Nel corso dei secoli, Casa Targaryen aveva prodotto sia grandi uomini che mostri. Il principe Daemon era entrambe le cose. Ai suoi tempi non ci fu un altro uomo così ammirato, così amato e così detestato in tutti i Sette Regni. Era fatto di luce e di ombra in egual misura. Per alcuni era un eroe, per altri il più nero dei malvagi.

L’alzata di scudi di oggi mi sembra poco coerente, se mai sarebbe dovuta esserci dal secondo episodio. Basterebbe aver letto il libro per capire infatti che se da un lato gli sceneggiatori hanno potenziato la componente romance della storia, dall’altro hanno cercato da sempre di mostrare più i lati negativi di Daemon che quelli positivi (probabilmente per renderlo, senza riuscirci, meno simpatico al pubblico). Solo qualche esempio: nel libro Daemon non uccide la prima moglie, Rhea Royce, ma si trova altrove quando lei muore. Nel libro aspetta davvero un figlio da Mysaria, quindi il furto dell’uovo non è solo il capriccio di un uomo in cerca di attenzioni.

Nella serie sono stati modificati molti comportamenti “umani” e positivi di Daemon, eppure fino a ieri questo non ha impedito al pubblico di amarlo. Si può gridare allo scandalo per uno scatto d’ira? Il Daemon televisivo è questo, che piaccia o meno. Solo che, finché le sue “malefatte” non coinvolgevano il rapporto con Rhaenyra, non c’erano problemi. Quando è stato toccato quello… Andate a leggere il libro, se volete un ritratto veritiero di questo – a mio parere bellissimo – personaggio. E speriamo che in futuro chi di dovere decida di essere un po’ meno di parte, mostrando tutte le sue sfumature e non solo quelle che avvallano l’idea del “villain”.
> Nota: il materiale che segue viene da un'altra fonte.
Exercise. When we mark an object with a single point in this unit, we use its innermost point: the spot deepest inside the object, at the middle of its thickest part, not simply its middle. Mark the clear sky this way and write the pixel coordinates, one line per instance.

Che dire per concludere. La prima stagione di “House of the Dragon” è visivamente molto bella, emozionante e ben sviluppata. Ci sono due passaggi che sarebbero potuti essere gestiti in modo diverso, soprattutto in previsione del futuro. La domanda è cosa aspettarsi adesso dalla seconda stagione. Gli sceneggiatori resteranno aderenti al materiale originale, per una storia brutale e drammatica, o interverranno ancora in senso “buonista”? Io sinceramente spero la prima. Perché questa è una tragedia (sul modello classico), una storia con grandi spargimenti di sangue portata avanti da personaggi – uomini e donne! – determinati e prontissimi a sporcarsi le mani per il trono. Togliete loto la sete di potere e li avrete davvero trasformati in qualcos’altro. 

 

* Tutte le citazioni sono tratte da “Fuoco e sangue” di George R.R. Martin, edito in Italia da Mondadori.